Neither Audrey's letter to the Internal Revenue Service in 1977 nor her attorney's letter to the Service in 1978 makes any reference to Audrey's intent or lack of intent to file a joint return. Both letters refer only to her failure to sign the return. Even the 1976 attorney's letter which accompanied the Form 4868 makes no reference to Audrey's intent. The cover letter merely states that execution of the Form 4868 is not to be construed as Audrey's commitment, promise or willingness to execute any joint income tax returns with petitioner. This is a neutral and carefully worded statement; it does not indicate an intent not to file any joint return. Even after respondent began his audit of the return, Audrey's attorney carefully confined his letter of March 30, 1978, to Audrey's failure to sign*290 the return and pointedly refrained from indicating in any way her intention as to the filing of a joint return. In the context of this case, the claim that Audrey never intended to file a joint return in 1975 appears to be purely an afterthought.

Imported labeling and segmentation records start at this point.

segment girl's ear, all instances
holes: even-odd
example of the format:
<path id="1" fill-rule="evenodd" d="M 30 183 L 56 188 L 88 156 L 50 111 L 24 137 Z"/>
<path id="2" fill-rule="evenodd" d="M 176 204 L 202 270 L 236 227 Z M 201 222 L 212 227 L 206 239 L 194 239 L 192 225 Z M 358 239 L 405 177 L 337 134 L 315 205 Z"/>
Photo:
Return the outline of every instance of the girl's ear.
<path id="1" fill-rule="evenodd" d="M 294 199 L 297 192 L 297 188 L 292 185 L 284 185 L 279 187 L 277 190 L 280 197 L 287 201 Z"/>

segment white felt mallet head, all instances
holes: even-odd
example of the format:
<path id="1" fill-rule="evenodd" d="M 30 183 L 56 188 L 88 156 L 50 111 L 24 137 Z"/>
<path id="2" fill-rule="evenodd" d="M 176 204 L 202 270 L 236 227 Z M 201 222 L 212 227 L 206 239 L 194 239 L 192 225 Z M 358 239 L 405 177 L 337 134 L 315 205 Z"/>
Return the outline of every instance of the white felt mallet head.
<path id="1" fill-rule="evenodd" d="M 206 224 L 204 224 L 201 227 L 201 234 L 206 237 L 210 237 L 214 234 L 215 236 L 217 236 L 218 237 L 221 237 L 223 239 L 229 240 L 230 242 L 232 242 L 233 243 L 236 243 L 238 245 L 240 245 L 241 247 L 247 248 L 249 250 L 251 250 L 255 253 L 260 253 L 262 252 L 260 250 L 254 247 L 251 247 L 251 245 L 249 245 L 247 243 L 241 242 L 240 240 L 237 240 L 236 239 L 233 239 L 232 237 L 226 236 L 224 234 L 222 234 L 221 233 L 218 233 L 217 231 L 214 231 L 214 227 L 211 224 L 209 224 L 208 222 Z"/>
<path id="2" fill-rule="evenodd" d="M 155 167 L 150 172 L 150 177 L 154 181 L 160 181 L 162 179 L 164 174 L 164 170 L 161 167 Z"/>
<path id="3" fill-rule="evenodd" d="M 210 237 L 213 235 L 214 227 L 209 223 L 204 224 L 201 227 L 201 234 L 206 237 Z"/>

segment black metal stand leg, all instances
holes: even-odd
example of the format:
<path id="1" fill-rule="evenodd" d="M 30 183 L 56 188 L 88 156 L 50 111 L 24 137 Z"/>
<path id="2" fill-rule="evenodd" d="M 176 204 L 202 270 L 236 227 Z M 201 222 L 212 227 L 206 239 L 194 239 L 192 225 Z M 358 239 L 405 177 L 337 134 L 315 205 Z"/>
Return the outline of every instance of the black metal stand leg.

Audrey's attempt to "sell" her signature adds further force to petitioner's position. Audrey was perfectly willing to sign the joint return if petitioner would make it worth her while. This, together with her signature on the Form 4868, indicates that Audrey at all times intended to file a joint return. She merely wanted a price for a valuable commodity, i.e., her signature. Audrey held all the cards and attempted to extract whatever concessions she could. In the midst of a divorce proceeding this is an all too common occurrence.

One other aspect of this case should not go unremarked. Since neither spouse signed the return, respondent had three choices: he could determine that no valid return had been filed, 1 he could accept the return as a joint return, or he could, as he in fact did, consider the return to be the separate return of petitioner. We assume that he made that choice with an eye to the additional tax which could be*291 asserted, since the tax was fully paid if the return were accepted as a joint return. Under these circumstances we believe that the presumption of correctness accorded respondent's determination carries less than its usual weight. It appears that respondent's choice had less support in the objective facts before him than the position urged by petitioner--that the return was in fact a joint return.

Based on the peculiar facts of this case, we hold that petitioner has carried his burden of establishing that Audrey intended to file a joint return. Due to our resolution of the first issue, the second issue becomes moot.

Decision will be entered for Petitioner.


Footnotes

  • 1. Cf. Dixon v. Commissioner, 28 T.C. 338">28 T.C. 338, 348 (1957). Respondent has not argued here that a valid return was not filed.